Do other minds exist? You may think this is obvious: “yes they do!” People around you act just like you, so why wouldn’t they also have a mind like you yourself do?
However, what if I created a robot that also acted like a human? This becomes far more plausible now we have the likes of ChatGPT behaving just like a person. Do these digital algorithms really constitute a mind? If not, then isn’t it also plausible that other humans might also just be acting like they have a mind, but don’t actually have a mind the same way you do?
The belief that other minds exist is called the Theory of Mind.
In response to the question, there are two fundamental positions one can take. The first is that of solipsism: that I am the only actual conscious person. In this situation you know what consciousness is, but you are skeptical that others have their own independent consciousness. Instead they just act like you do, as kind of reflections of your own consciousness.
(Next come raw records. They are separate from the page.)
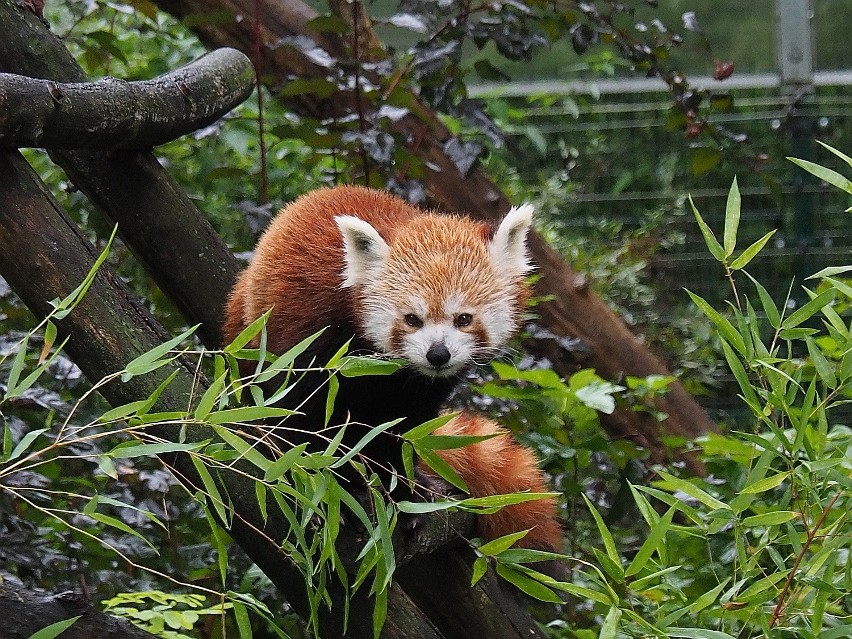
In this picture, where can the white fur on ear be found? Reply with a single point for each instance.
(508, 247)
(363, 249)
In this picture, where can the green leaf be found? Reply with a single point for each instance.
(808, 310)
(765, 484)
(697, 633)
(356, 366)
(285, 360)
(774, 518)
(480, 567)
(448, 442)
(831, 271)
(54, 629)
(768, 304)
(244, 414)
(129, 450)
(366, 439)
(496, 546)
(150, 361)
(655, 539)
(525, 584)
(243, 622)
(25, 443)
(49, 339)
(723, 326)
(842, 156)
(495, 502)
(609, 629)
(331, 398)
(17, 367)
(606, 536)
(248, 333)
(598, 396)
(823, 368)
(120, 525)
(732, 219)
(244, 448)
(208, 399)
(739, 374)
(710, 240)
(211, 491)
(824, 173)
(693, 491)
(748, 255)
(8, 442)
(447, 472)
(284, 463)
(427, 428)
(67, 304)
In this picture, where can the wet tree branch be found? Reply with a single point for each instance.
(114, 114)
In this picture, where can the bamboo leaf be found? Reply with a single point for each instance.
(427, 428)
(150, 360)
(710, 240)
(55, 629)
(732, 219)
(725, 328)
(525, 584)
(655, 539)
(775, 518)
(765, 484)
(248, 333)
(808, 310)
(496, 546)
(609, 629)
(842, 156)
(748, 255)
(693, 491)
(824, 173)
(606, 536)
(823, 368)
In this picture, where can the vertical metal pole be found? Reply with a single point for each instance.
(795, 67)
(795, 44)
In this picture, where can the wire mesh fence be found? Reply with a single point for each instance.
(623, 156)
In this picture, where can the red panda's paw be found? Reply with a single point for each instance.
(497, 466)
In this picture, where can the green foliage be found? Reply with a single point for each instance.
(164, 614)
(761, 549)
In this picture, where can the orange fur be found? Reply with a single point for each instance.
(298, 271)
(497, 466)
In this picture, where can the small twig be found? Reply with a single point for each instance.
(779, 606)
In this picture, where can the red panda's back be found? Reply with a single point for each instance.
(298, 266)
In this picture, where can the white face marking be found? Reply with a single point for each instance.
(460, 345)
(508, 247)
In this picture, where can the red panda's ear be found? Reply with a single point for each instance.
(508, 247)
(363, 249)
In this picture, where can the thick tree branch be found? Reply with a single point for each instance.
(44, 256)
(575, 312)
(161, 225)
(113, 114)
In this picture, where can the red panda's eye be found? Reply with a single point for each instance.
(413, 321)
(463, 319)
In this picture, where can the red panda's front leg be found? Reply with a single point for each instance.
(498, 466)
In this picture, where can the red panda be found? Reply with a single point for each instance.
(437, 291)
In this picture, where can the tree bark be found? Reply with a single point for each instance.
(25, 612)
(163, 228)
(575, 312)
(113, 114)
(43, 256)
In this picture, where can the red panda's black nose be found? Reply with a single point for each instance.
(438, 355)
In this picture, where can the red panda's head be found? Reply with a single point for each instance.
(439, 293)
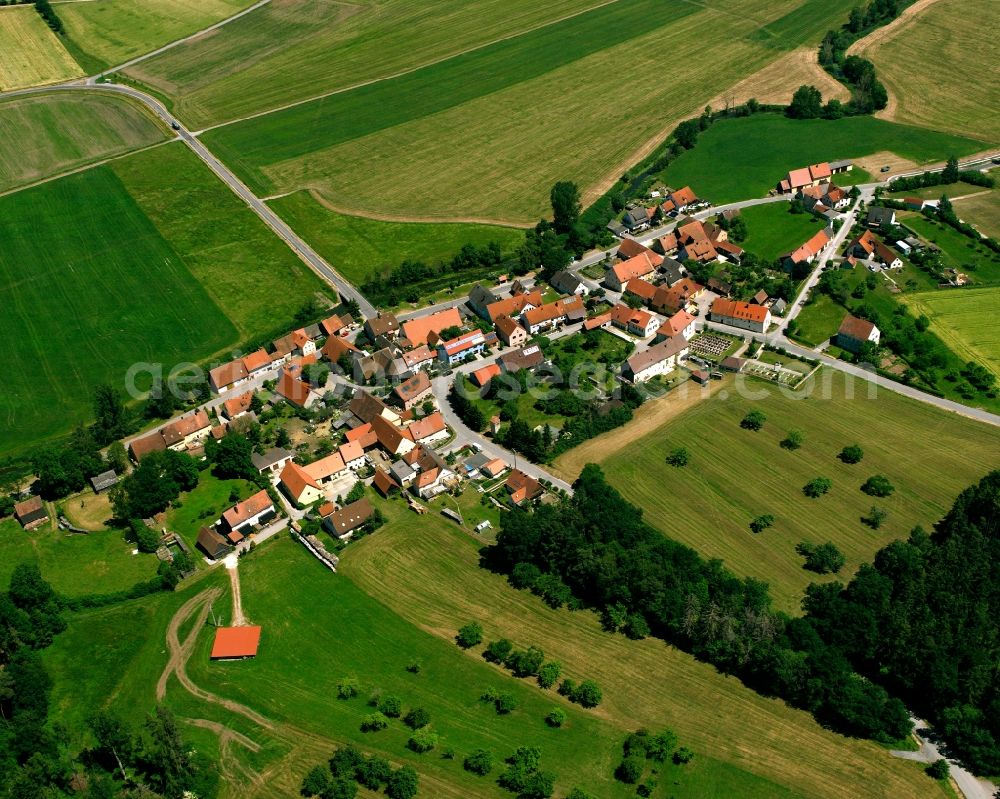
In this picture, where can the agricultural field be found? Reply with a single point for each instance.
(42, 135)
(30, 53)
(360, 247)
(645, 683)
(908, 56)
(965, 320)
(709, 504)
(128, 262)
(105, 33)
(772, 230)
(101, 562)
(427, 129)
(740, 158)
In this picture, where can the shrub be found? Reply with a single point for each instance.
(479, 762)
(754, 420)
(878, 485)
(556, 718)
(817, 487)
(851, 454)
(417, 717)
(470, 635)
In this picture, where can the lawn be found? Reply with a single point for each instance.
(43, 135)
(740, 158)
(772, 230)
(98, 563)
(819, 320)
(413, 145)
(965, 320)
(751, 746)
(93, 287)
(110, 32)
(360, 248)
(959, 33)
(30, 53)
(736, 475)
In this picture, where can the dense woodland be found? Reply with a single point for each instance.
(843, 658)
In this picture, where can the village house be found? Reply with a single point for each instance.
(383, 324)
(510, 332)
(244, 516)
(854, 333)
(741, 314)
(426, 329)
(641, 265)
(272, 461)
(31, 513)
(413, 391)
(525, 358)
(344, 521)
(635, 321)
(659, 359)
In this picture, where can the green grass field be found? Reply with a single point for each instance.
(30, 53)
(98, 563)
(110, 32)
(132, 261)
(956, 32)
(964, 320)
(360, 247)
(774, 231)
(740, 158)
(427, 129)
(45, 134)
(736, 475)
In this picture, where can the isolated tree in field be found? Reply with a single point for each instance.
(761, 523)
(851, 454)
(754, 420)
(565, 198)
(877, 485)
(479, 762)
(679, 456)
(817, 487)
(470, 635)
(793, 440)
(807, 103)
(821, 558)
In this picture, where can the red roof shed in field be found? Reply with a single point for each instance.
(235, 642)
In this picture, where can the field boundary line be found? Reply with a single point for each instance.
(401, 73)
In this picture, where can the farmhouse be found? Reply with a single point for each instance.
(235, 643)
(31, 513)
(342, 523)
(510, 332)
(413, 391)
(272, 461)
(426, 329)
(854, 333)
(527, 358)
(741, 314)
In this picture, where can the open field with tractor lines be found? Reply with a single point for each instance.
(736, 475)
(939, 65)
(42, 135)
(30, 53)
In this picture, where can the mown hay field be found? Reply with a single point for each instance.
(30, 53)
(427, 571)
(485, 134)
(939, 65)
(148, 258)
(46, 134)
(965, 320)
(736, 475)
(103, 34)
(362, 247)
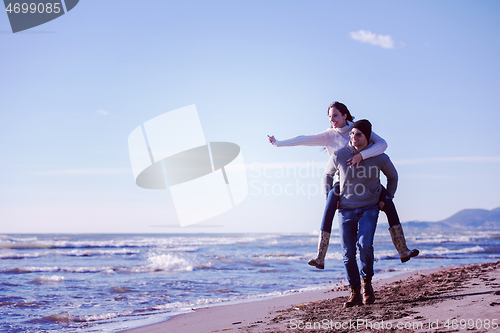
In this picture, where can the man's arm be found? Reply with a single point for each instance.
(392, 176)
(330, 171)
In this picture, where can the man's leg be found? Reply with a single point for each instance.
(366, 233)
(367, 225)
(348, 223)
(348, 220)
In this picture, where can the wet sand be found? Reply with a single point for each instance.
(461, 299)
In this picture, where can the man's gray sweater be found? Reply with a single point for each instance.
(360, 186)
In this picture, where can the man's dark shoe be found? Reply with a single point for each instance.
(355, 298)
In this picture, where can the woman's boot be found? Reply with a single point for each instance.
(399, 241)
(355, 298)
(368, 293)
(324, 240)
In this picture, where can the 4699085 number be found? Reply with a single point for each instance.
(33, 8)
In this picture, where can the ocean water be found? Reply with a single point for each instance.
(107, 283)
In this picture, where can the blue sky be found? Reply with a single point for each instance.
(425, 73)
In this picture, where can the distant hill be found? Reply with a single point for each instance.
(464, 220)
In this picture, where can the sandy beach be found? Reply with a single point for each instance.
(457, 299)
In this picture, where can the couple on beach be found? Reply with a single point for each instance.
(352, 186)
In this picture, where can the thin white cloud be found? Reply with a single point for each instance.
(364, 36)
(465, 159)
(102, 112)
(84, 172)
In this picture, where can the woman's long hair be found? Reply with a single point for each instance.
(342, 109)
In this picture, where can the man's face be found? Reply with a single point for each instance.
(358, 139)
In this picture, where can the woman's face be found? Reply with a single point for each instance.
(336, 118)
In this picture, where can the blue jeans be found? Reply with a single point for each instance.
(331, 207)
(357, 228)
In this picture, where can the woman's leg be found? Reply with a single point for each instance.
(326, 227)
(395, 227)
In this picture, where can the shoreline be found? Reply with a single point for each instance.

The other view is that they do indeed have consciousness, and from this we must conclude that consciousness is emergent from physical stuff. I’ll explain why in a moment.
Let’s look at the first option. In this case, there is likely only me. By me, I mean the reality seen from my perspective. Experience. I may see other people appear to be conscious, but that is all just reflections of parts of my own psyche in some form. It doesn’t mean that I am able to control them, as we have already established that dreams can be surprising, thoughts can be surprising, so that means there is always an element of conscious unknown that could manifest in the appearance of “other people” surprising me with their behavior. Consciousness is not knowing or understanding, it is quite separate to it.
The second option is that solipsism isn’t the case. In other words, that these other people are not parts of my own psyche, and are actually conscious independently, having exactly the same phenomenal experience as me. Now if they are actually conscious, then it means that their physical constitution is not part of my own consciousness - it must be separate to it, also. And that means the physical world around me must also be separate to my consciousness, meaning idealism cannot be true (at least, not the traditional understanding of idealism). And if the physical is real, then we have to take it as brute fact that the apparent correlation between that physical constitution and their conscious reports must also be inseparable. I know this simply because of the fact that I encounter other minds through physical movement through spacetime: a person gets taken on a bus and then talks to me. That’s how I am confronted with their consciousness, but for it to appear to me it was first subject to these physical constraints of having to travel, and that means certainly constrained by the physical - even if consciousness is a separate thing, it is anchored to that person’s brain.
Now surely that physical constitution is not created by their own consciousness, because it is observed in my consciousness - if that were the case then their consciousness would be somehow integrated with mine, which doesn’t seem to be possible (where does one consciousness end and another begin?). The only reasonable position to take would be that the physical is actually creating the consciousness.
Now if that is the case, then it would be reasonable to conclude that my physical constitution is also creating my own consciousness. And that would be what we call emergence. It’s often used as the basis of materialism.
And many secularists believe that if you arrange atoms in a certain way, it then magically becomes conscious and has experiences the way I do (you and I?).
There is much to tell us, though, that consciousness is not emergent. We certainly don’t feel as though we are simply moving atoms. So what is the answer? Solipsism is certainly hard to accept, but emergence equally so.
The answer, I feel, is that emergence is true, just not in the way many believe it to be. My gut feeling is that consciousness does emerge from processes, but they must be very specific processes. Very specific.
Is it a matter of complexity? This is something we don’t know, but we can likely find out simply by analyzing how the processing occurs, and seeing what causes it to shut-off from a phenomenal perspective, tested through reporting. I would say that IIT and related disciplines are great areas of research that will help us in this endeavor tremendously.
But it isn’t simply emergent. There is a two-way causation: the matter enables consciousness, but consciousness chooses which of the branches of possible timelines to traverse through. That means consciousness works hand-in-hand with matter, co-dependent. The result is a hybrid of materialism and idealism.
Does this mean that other minds exist and are conscious the same way we are? Is the theory of mind correct?
Yes and no. We must believe that the criteria for consciousness to emerge from matter involves a high bar. There must be configurations that seem very much like they would produce consciousness, but actually do not - because some critical aspect is missing, no matter now small. And it’s likely that in our timelines we come across people who are not conscious because of this but may act conscious. Why? Because perhaps their behavior is inconsistent with their requirements for the continuity of consciousness, but consistent with our own. In this case they may be indistinguishable from a conscious person, but they would not be: effectively they would be a “behavioral-zombie”.
Those that we know best, and whose expectations of behavior are aligned with our own most closely, they would be far more likely to be phenomenally conscious.
Isn’t that strange? But it seems it could be true. Perhaps you have come across people you have questioned whether they were actually “all there”. Some refer half-jokingly to them as NPCs, but it is the same idea: in order for your consciousness to continue, it would require matter to behave a certain way, but that may not coincidence with what is required for them to be phenomenally conscious and have experiences the way you do. They could be just like an LLM, a ChatGPT.
I’ll leave it to you to figure out which of your friends and acquaintances fit into that category.